一时之间,江城北的心里仿佛想了许多,从街边初见赵明明时,她的落魄到她面对工作时的执拗,再到她说起母亲时的无助,以及那晚拥抱他时的炽热。赵明明的样子仿如电影的镜头一般,一幅幅地在江城北的脑中浮现。又仿佛,什么也没有想,只是千头万绪瞬时凌乱闪过。
终于,他开口,说:“好,我知道了。”
陈峰在一旁看着江城北。他穿一件普通不过的衬衣,袖口挽到肘弯处,面如冠玉。站在光泽油亮的柚木办公桌旁,像一棵繁茂的大树,挺拔而坚硬,可是却有说不出的苍茫,形单影只的孤寂。陈峰心里说不清是什么样的感想,仿佛无限的感怀。不禁又想到赵明明,那个清秀执着的女孩子,犹豫着心里的话要不要说出来。
反反复复地犹豫了很久,陈峰还是忍不住,说:“城北,我不知道你和赵明明之间发生了什么。于公于私,于员工于朋友的立场。我还是想说一句,我知道你不容易。可是赵明明对你,对泰悦,捧的是一颗赤子之心。”
陈峰说完,看着江城北。江城北仍只是站在那里出着神,也不知道有没有听到陈峰的话,背着光,看不清他脸上的神色。陈峰见他这个样子,忍不住轻轻地叹了口气,转身轻轻关上门,离开了江城北的办公室。
何淼本来以为江城北看到她和周振南的新闻会立刻来找她示好,没想到等了这几天,江城北却是一点动静也没有。何淼心里又急又恼,满心的焦躁不安,要是主动向江城北示好,她又不甘心,可江城北不肯服软,她又忍不住隐隐担心。何淼是千金大小姐,自小便是万千宠爱于一身,又因为生得好看,越发恃宠而骄,哪里碰到过像江城北这样的人。
她天天握着手机,连睡觉也放在身边,就怕漏掉了江城北的电话。煎熬了这几天,耐心终于耗尽,大小姐脾气一上来,也顾不上许多,直接就把电话打了过去。
“江城北。”依旧高高在上满心傲慢的语气。
江城北握着电话不说话,何淼等了一会儿,到底是沉不住气,说:“江城北,你没有什么要跟我解释的吗?”
“我需要解释什么呢?看看漫天的新闻,要解释的人应该是谁呢?”电话里听不出江城北的情绪,仍只是一副淡淡的语气。
何淼听江城北这样一说,心情好了起来,说话也就有了几分得意:“我为什么要跟你解释,我何淼想做什么就做什么,想跟谁在一起就跟谁在一起,有什么好解释的。”
她这样说,江城北仍是这般平静无波,只淡淡地说:“那你为什么给我打电话?”
“我……”何淼被江城北噎在那里,进退不得。
好在江城北很快转了话题,说:“其实那照片拍得挺好看的。
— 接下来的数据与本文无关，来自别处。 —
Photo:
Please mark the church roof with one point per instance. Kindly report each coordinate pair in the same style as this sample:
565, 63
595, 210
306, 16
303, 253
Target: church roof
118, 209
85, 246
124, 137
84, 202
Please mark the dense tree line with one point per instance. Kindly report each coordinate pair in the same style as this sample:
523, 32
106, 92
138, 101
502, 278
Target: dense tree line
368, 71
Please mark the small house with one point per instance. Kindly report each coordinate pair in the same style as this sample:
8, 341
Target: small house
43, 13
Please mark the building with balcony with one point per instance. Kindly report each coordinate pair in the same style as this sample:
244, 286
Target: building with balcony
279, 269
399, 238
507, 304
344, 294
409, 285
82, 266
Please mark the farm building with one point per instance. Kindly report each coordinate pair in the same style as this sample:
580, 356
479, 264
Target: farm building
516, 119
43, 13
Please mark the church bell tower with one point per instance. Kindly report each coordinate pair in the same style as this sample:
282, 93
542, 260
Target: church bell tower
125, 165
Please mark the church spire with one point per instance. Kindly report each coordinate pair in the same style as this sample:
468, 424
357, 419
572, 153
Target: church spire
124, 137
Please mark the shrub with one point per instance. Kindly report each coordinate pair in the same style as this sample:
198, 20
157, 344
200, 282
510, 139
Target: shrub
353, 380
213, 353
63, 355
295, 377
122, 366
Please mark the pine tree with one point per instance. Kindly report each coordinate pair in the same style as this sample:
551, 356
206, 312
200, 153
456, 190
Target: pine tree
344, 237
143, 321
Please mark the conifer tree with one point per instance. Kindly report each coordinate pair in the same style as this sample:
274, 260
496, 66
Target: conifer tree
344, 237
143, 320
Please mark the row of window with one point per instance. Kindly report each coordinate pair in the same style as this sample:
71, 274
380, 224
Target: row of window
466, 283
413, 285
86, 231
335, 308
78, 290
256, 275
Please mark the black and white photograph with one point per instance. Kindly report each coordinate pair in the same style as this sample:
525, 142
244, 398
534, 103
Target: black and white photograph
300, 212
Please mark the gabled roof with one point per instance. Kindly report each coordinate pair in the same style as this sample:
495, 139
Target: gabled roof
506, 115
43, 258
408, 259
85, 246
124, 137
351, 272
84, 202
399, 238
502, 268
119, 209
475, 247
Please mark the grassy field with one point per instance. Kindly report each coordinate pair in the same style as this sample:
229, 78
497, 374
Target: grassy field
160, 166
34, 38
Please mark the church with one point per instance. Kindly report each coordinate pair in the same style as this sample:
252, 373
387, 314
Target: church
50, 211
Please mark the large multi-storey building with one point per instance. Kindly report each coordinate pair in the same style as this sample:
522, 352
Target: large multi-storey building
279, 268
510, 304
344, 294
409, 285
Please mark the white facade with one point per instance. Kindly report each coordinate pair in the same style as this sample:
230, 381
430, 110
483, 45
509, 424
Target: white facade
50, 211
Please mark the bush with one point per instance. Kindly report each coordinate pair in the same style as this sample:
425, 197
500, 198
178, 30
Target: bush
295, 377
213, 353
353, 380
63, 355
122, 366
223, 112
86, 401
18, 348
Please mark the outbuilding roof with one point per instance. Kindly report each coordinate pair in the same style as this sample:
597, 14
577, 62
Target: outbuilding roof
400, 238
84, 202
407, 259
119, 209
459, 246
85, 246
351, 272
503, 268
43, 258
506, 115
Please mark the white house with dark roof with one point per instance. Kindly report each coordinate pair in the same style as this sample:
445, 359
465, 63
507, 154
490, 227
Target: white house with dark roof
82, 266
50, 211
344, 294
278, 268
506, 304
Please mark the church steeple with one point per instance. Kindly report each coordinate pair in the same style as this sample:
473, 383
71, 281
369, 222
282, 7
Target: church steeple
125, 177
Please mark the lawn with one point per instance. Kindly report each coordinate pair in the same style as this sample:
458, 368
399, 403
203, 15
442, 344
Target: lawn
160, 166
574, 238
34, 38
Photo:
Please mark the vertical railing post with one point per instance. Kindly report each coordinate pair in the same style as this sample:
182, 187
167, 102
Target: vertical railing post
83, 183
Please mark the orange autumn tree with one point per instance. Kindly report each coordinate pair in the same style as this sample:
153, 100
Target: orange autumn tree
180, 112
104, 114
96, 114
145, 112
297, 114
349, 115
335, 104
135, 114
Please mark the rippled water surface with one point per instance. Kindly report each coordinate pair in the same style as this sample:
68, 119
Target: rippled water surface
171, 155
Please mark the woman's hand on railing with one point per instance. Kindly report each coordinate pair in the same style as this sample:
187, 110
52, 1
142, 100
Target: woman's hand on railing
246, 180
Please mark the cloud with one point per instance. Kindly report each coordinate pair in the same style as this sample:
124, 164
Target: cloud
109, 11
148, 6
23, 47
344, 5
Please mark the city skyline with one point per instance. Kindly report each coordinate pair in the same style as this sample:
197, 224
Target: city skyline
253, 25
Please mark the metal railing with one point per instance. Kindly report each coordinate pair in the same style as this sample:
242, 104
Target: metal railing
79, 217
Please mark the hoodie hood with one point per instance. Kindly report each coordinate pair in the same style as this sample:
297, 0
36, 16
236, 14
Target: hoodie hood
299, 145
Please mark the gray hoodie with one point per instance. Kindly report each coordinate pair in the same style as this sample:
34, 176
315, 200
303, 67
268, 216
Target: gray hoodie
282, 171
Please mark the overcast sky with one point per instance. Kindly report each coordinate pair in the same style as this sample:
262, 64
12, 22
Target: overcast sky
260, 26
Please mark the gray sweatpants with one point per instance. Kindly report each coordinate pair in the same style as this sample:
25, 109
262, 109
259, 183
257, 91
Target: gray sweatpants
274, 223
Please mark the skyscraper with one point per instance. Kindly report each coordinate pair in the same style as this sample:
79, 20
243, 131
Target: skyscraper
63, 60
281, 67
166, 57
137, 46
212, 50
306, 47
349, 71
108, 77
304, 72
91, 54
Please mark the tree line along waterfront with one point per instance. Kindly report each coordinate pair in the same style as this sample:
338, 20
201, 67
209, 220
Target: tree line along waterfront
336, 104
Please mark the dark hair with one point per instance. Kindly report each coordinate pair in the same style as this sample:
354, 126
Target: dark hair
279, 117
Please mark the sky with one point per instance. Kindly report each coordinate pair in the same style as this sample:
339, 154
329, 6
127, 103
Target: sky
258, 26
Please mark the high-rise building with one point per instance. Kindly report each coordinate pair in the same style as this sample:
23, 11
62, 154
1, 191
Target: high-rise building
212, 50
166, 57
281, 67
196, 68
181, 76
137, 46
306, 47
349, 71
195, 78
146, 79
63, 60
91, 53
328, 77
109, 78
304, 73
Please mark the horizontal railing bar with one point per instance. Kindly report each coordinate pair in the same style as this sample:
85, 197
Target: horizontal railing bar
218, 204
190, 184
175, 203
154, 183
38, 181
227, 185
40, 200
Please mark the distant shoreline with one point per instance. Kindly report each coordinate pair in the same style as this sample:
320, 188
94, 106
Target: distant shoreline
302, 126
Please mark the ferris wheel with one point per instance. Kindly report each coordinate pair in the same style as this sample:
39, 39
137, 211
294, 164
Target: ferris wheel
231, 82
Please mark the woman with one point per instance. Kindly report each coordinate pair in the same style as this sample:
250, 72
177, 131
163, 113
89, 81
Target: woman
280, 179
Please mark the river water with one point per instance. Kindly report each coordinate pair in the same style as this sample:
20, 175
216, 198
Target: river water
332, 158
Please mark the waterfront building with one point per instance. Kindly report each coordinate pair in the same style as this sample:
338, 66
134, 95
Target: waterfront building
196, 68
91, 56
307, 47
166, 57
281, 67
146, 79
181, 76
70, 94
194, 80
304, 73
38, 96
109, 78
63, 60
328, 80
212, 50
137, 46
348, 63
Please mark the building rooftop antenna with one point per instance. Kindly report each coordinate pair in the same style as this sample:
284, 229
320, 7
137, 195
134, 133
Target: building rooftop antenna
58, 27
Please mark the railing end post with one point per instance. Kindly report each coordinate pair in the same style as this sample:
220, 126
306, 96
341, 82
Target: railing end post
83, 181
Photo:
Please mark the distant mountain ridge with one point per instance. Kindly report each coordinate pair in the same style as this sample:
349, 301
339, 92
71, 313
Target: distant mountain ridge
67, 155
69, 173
”
“有我本人好看吗?”何淼听江城北这样说,带出几分不屑地问道。说完了,见江城北不答话,觉得有些讪讪的,就又道,“那你哪天来我家负荆请罪?”
江城北听她这样说,握着手机怔忡了一下。
何淼见他不说话,心里忍不住生出几分不满,说:“江城北,我问你话呢。”
江城北听她这样说,似乎才回过神来。他自控极好,很快便恢复了常态,说:“我还不是听你的安排。”
何淼听他如此说,才算是放下了心,心情也一下子好了起来,又缠着他说了好些不相干的话才挂了电话。
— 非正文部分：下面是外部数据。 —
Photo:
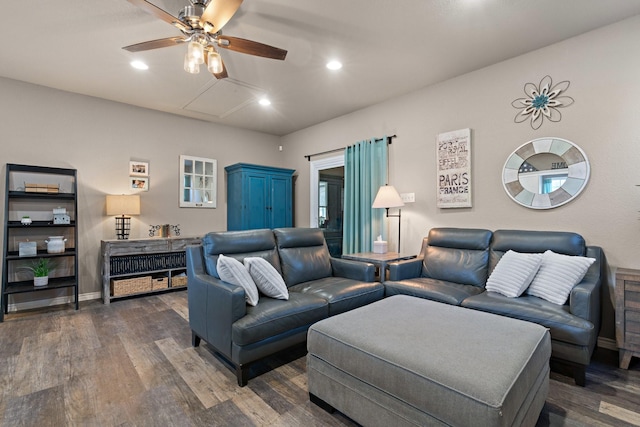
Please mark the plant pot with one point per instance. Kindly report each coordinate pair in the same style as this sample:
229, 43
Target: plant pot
41, 281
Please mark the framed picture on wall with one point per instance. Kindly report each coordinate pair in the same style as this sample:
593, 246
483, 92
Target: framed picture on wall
453, 156
139, 183
138, 168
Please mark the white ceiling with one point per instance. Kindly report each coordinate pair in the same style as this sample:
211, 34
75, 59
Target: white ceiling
388, 48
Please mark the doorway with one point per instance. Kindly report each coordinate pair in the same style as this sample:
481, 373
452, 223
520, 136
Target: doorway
327, 200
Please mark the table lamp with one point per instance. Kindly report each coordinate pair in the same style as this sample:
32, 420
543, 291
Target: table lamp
388, 197
123, 205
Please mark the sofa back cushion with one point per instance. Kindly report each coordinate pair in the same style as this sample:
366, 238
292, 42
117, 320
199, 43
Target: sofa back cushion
459, 255
304, 255
526, 241
239, 245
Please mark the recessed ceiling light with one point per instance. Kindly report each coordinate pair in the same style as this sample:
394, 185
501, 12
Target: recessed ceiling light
334, 65
139, 65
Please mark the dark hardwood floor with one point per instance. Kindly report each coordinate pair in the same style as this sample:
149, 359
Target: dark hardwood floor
131, 364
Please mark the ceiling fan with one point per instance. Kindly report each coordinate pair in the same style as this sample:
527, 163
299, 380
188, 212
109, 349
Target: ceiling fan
201, 23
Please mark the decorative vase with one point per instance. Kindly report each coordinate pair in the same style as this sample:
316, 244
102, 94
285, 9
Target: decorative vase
41, 281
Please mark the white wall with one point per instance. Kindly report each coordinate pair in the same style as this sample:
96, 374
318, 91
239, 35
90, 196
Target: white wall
43, 126
603, 67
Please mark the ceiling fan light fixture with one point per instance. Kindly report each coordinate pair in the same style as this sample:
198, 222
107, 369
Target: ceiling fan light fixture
139, 65
334, 65
190, 66
214, 62
195, 52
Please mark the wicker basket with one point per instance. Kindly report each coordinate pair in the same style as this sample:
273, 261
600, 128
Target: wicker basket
177, 281
159, 283
121, 287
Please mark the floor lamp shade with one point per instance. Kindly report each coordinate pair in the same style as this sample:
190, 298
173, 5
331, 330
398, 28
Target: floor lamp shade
388, 197
123, 205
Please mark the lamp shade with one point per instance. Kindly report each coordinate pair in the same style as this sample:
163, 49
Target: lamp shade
123, 204
387, 197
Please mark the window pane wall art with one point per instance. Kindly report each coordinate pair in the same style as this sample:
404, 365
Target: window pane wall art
198, 182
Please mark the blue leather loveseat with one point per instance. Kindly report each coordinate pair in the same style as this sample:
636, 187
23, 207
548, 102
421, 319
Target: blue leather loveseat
318, 286
455, 263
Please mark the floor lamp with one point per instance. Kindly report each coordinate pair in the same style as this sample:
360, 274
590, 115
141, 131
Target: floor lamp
388, 197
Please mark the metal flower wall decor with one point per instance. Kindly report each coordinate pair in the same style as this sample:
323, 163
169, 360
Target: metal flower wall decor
542, 102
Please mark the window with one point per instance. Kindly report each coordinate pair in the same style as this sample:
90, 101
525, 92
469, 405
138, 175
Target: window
322, 204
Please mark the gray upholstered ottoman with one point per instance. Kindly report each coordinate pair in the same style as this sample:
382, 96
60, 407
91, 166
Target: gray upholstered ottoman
410, 361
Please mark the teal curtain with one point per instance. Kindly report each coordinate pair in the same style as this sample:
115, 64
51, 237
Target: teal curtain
365, 169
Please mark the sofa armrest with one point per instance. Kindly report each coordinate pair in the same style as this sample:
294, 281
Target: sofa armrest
213, 304
584, 300
356, 270
406, 269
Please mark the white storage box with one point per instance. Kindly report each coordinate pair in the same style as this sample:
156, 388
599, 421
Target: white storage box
27, 248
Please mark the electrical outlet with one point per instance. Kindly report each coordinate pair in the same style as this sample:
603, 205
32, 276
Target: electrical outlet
408, 197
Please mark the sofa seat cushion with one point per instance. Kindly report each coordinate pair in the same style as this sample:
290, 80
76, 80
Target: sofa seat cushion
341, 293
273, 317
563, 325
432, 289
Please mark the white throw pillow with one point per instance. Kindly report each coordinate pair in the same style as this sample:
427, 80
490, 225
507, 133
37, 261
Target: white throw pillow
232, 271
267, 278
513, 273
558, 274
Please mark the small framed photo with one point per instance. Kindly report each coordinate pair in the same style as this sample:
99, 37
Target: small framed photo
138, 168
139, 183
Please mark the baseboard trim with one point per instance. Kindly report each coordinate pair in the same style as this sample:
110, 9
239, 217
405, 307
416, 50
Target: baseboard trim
608, 343
49, 302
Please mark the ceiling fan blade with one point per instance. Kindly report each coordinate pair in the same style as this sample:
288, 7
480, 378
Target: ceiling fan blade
155, 44
160, 14
217, 14
250, 47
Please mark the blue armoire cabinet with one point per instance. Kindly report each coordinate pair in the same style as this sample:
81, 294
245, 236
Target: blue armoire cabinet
258, 197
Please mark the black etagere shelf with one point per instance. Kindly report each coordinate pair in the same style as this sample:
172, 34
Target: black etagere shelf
39, 205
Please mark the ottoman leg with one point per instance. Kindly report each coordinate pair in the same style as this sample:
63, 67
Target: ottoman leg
321, 403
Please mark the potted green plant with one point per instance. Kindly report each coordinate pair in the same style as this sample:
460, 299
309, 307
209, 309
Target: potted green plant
40, 271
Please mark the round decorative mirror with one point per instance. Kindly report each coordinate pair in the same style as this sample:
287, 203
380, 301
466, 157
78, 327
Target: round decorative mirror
545, 173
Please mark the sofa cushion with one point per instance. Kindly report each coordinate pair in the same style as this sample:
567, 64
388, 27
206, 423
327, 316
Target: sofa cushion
266, 277
558, 274
458, 255
514, 273
341, 293
436, 290
233, 271
563, 325
304, 255
273, 317
238, 245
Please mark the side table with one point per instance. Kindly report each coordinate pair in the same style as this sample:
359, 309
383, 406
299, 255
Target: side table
379, 260
627, 315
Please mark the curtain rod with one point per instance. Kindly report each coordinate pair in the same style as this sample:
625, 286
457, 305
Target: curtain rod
309, 156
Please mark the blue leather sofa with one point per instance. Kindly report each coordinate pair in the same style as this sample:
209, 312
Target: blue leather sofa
453, 267
319, 286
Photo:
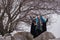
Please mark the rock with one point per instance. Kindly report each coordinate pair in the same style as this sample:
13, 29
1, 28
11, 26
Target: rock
55, 39
45, 36
22, 36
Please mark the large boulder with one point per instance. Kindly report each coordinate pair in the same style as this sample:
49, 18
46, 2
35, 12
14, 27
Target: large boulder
22, 36
45, 36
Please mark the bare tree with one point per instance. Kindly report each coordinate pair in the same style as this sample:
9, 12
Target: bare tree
13, 11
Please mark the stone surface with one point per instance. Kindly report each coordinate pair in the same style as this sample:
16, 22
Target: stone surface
45, 36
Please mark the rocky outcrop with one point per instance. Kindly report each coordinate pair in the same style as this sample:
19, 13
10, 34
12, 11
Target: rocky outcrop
45, 36
28, 36
22, 36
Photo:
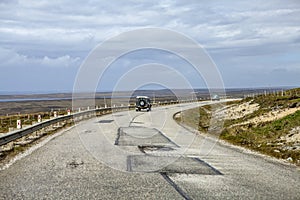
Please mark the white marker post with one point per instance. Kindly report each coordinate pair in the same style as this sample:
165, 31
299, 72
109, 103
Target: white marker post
19, 124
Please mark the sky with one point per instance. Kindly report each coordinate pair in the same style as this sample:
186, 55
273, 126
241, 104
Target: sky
253, 43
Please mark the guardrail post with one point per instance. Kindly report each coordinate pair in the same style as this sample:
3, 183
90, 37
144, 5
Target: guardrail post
39, 118
19, 124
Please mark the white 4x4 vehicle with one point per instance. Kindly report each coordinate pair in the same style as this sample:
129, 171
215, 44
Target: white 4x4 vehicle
143, 102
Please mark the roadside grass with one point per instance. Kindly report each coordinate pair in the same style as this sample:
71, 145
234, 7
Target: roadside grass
264, 137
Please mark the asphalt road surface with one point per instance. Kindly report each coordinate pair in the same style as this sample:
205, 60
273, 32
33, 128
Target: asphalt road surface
145, 155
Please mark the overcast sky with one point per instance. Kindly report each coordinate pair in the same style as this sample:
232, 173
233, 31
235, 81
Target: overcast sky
254, 43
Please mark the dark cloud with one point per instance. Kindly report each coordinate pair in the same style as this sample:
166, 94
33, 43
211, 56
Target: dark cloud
239, 35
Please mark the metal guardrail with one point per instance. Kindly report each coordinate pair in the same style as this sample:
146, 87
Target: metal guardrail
9, 137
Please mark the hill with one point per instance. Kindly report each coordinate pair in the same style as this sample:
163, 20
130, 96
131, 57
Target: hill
267, 123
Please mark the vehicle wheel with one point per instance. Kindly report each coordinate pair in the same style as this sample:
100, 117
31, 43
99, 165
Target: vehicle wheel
142, 103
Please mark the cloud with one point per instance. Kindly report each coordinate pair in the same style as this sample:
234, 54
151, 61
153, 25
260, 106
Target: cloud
239, 35
13, 59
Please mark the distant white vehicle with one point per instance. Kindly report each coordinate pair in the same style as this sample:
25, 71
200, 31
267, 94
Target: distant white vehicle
143, 102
挂断电话,江城北还坐在那里没有动,脸上的神情带出几分恍惚。离成功只差这小小的一步,可是不知道为什么,他心里突然生出一种意兴阑珊的疲惫,觉得那样、那样的累。
晚上江城北离开公司的时候,天色已经暗了,司机停着车在大厦门前等着他。正要出大堂,却突然听到有人叫他:“城北。”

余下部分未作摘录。